The Gut Microbiome and Mood

  • The gut microbiome is not inherently good or bad — it’s a community of microorganisms that alter gut conditions (acidity, mucosal lining) to benefit their own replication.
  • Some microbiota improve mood, immunity, and digestion; others worsen them.
  • Microbiome bacteria affect neurotransmitter signaling (dopamine, serotonin) via gut neurons that communicate up to the brain.
  • Fermented foods are among the most effective tools for supporting a healthy microbiome:
    • Recommended: at least 2 servings per day.
    • Associated with improved mood and digestion.
  • Probiotic supplementation:
    • Low-to-moderate levels: beneficial.
    • High levels (especially lactobacillus): can cause brain fog and impaired focus.
  • Artificial sweeteners:
    • Saccharin disrupts the gut microbiome, shifting it toward harmful bacteria and increasing inflammatory cytokines.
    • Aspartame, sucralose, and stevia do not have this documented effect.
    • The microbiome is shifted, not killed.
  • Ketogenic diet and plant-based diets both cause microbiome shifts — individual response varies significantly.
  • Microbiome composition is influenced by genetics, early-life diet, exercise, and social connection.

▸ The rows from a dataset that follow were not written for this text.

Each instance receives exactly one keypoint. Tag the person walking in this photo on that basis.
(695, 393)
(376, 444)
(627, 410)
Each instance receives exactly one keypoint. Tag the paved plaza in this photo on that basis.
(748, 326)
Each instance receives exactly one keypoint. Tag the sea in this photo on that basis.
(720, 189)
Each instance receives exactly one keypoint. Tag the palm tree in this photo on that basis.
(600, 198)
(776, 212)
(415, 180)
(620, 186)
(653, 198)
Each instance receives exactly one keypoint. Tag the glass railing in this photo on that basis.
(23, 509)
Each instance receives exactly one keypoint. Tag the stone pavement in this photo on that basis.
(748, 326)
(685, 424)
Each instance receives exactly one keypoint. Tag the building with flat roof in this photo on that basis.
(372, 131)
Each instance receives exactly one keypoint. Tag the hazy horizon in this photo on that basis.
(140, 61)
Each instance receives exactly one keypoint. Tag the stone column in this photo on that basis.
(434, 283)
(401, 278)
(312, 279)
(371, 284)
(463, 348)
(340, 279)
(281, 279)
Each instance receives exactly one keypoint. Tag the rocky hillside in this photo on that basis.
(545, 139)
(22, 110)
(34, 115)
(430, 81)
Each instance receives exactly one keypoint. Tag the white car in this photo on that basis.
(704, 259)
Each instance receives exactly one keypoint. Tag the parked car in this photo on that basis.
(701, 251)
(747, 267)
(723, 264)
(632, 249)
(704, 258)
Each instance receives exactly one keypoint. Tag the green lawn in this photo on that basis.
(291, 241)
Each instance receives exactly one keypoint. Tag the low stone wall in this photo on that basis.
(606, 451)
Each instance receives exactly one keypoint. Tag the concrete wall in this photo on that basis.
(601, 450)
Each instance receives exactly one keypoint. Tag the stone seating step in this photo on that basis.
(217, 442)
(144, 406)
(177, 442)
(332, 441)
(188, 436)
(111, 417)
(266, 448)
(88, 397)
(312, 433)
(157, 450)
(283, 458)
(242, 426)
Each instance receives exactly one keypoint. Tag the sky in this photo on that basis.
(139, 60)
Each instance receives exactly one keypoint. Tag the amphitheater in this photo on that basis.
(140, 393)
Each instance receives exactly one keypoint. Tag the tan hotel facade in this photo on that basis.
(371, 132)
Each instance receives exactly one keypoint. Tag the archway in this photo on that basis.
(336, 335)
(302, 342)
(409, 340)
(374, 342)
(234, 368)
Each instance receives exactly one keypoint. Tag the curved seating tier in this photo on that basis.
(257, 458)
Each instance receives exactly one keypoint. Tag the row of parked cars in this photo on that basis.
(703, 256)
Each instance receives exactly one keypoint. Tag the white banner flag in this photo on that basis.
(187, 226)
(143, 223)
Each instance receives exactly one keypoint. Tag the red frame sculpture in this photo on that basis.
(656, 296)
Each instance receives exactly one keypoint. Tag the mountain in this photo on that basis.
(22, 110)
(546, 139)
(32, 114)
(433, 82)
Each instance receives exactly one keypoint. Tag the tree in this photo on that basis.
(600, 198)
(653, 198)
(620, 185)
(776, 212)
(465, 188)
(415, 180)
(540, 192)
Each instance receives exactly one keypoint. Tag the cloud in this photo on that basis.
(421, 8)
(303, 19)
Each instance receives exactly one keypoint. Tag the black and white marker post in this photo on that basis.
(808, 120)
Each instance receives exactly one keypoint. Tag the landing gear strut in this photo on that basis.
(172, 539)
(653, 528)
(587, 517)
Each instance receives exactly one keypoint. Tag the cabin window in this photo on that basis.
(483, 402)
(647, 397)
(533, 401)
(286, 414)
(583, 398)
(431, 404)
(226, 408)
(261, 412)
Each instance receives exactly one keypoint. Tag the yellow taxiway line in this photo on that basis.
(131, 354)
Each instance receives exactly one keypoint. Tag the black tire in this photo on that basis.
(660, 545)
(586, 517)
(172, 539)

Mindset, Belief, and Food Physiology

  • Stanford researcher Alia Crum’s milkshake study:
    • Participants received identical shakes but were told different things (low-calorie vs. high-calorie indulgent).
    • Those who believed the shake was high-calorie had a significantly greater drop in ghrelin (the hunger hormone).
    • This illustrates that belief about food impacts actual physiology.
  • This is not a simple placebo effect you can self-induce — it requires genuine belief, not conscious self-deception.
  • Both directions matter: what the body signals to the brain and what the brain projects onto body functions.